Thursday, September 4, 2014

Book Review: Schaeffer's 'The Great Evangelical Disaster'

Most of Schaeffer's writing is easily read and accessible - that's what makes him a good introductory author for theological topics. Here's a one-sentence summary of the book: If evangelical believers don't know how to convey the truth in love, they will accommodate the world and commit theological suicide.

These are a few points that might be easy to overlook, because he presents them in simple terms:

  • The world often knows what's at stake, and better expresses the divide between belief and unbelief, than Christians do. (Why is that? He doesn't say, but I'm guessing it's because Christians often and erroneously think that because Jesus crushed Satan's head, the spiritual war is over. It's not.) 
  • Evangelicals who get confused between 'showing love to the brethren' and 'giving up [truth] to get along' do more damage than the world.
  • If we do not fight the spirit of compromise within our own churches, we will continually lose battles until self-proclaimed Christians are nothing more than spiritual zombies.

  • Theological, church-wide statements, far from being mere formal expressions of intellectual assent or dissent on difficult topics, have real-life applications: abortion, marriage, homosexuality, creationism or evolutionism, etc.
  • Repeated important word and topic: "the watershed". Schaeffer explains the divide that happens when water falls on an area, flowing either to the right or the left. What starts as a small difference, in scope and perspective, becomes a large difference. 

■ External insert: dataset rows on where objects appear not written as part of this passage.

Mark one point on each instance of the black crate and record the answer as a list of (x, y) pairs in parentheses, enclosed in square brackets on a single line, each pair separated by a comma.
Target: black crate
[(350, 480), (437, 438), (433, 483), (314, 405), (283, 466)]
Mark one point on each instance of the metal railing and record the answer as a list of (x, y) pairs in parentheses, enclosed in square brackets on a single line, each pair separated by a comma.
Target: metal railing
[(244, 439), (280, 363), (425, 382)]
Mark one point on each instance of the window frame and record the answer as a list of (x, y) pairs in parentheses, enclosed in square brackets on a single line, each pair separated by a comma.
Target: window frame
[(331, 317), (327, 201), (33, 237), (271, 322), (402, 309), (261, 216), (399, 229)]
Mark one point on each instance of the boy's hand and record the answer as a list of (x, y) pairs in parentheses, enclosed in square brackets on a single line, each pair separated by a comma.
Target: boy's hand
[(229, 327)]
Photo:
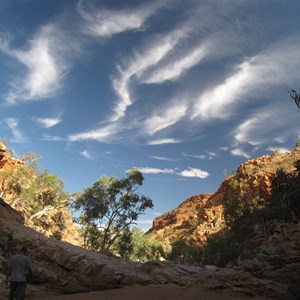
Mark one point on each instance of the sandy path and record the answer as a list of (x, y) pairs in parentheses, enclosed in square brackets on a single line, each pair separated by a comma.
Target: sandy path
[(151, 292)]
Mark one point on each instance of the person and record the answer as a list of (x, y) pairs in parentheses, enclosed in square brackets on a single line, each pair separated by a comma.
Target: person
[(19, 269)]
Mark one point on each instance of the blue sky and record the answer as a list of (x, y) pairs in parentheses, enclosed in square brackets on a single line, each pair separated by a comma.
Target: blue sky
[(183, 90)]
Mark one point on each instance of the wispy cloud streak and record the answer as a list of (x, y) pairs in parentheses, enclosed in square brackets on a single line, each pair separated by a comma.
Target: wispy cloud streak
[(13, 125)]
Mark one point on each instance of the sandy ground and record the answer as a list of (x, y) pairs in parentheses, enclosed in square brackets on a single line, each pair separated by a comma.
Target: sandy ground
[(151, 292)]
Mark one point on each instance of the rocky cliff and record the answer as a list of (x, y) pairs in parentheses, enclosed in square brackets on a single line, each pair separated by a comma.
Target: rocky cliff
[(203, 215), (60, 267), (273, 271)]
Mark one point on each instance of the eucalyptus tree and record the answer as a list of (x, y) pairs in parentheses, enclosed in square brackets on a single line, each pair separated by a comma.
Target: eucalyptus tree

  • Far from pushing his readers to exhaustively examine every small detail (and Christian) for error, he repeats the idea of the Double Task: "[The Christian] has to practice both God's holiness and God's love." 
  • Just as holiness without love is harshness, love without holiness is compromise. Both are grave watershed errors.
  • These errors allow Satan to encourage Christians to swing from one arc of the pendulum to the other, from compromise to harshness and back again. "The devil never gives us the luxury of fighting on only one front, and this will always be the case." 
  • The costly nature of showing love to the bretheren includes monetary losses, or any other kinds of losses, because it's one of the true ways that the world can see whether or not we are Christ's disciples. (John 13:33-35) 
  • While the Parable of the Samaritan shows the costly love we are to have for our neighbors regardless of their faith (since all men are made in God's image), our true test of discipleship comes out as we love our fellow believers even more (Galatians 6:10). It's a both-and, not an either-or.